Approximating W projection as a separable kernel
Bruce Merry

TL;DR
This paper demonstrates that W projection kernels in interferometric imaging can be closely approximated by separable kernels, significantly reducing storage needs while maintaining accuracy for high-resolution wide-field imaging.
Contribution
The authors introduce a method to approximate W projection kernels as separable kernels, enabling more efficient storage and computation in interferometric imaging.
Findings
Separable kernels closely approximate W projection kernels with minimal error.
Error scales with the fourth power of the field of view, remaining small at high frequencies.

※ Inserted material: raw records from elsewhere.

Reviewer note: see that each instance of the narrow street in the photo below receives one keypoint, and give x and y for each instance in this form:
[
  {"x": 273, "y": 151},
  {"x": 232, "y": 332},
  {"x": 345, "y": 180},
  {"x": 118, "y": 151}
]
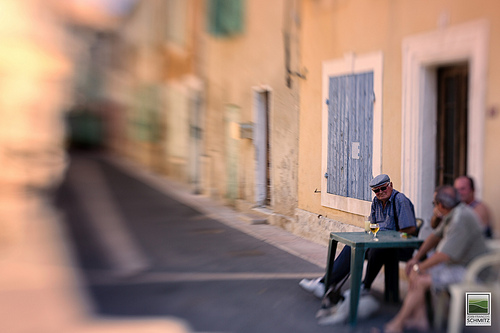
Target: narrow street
[{"x": 144, "y": 253}]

Hybrid algorithms further reduce approximation error, suitable for high-resolution wide-field instruments.
Abstract
W projection is a commonly-used approach to allow interferometric imaging to be accelerated by Fast Fourier Transforms (FFTs), but it can require a huge amount of storage for convolution kernels. The kernels are not separable, but we show that they can be closely approximated by separable kernels. The error scales with the fourth power of the field of view, and so is small enough to be ignored at mid to high frequencies. We also show that hybrid imaging algorithms combining W projection with either faceting, snapshotting, or W stacking allow the error to be made arbitrarily small, making the approximation suitable even for high-resolution wide-field instruments.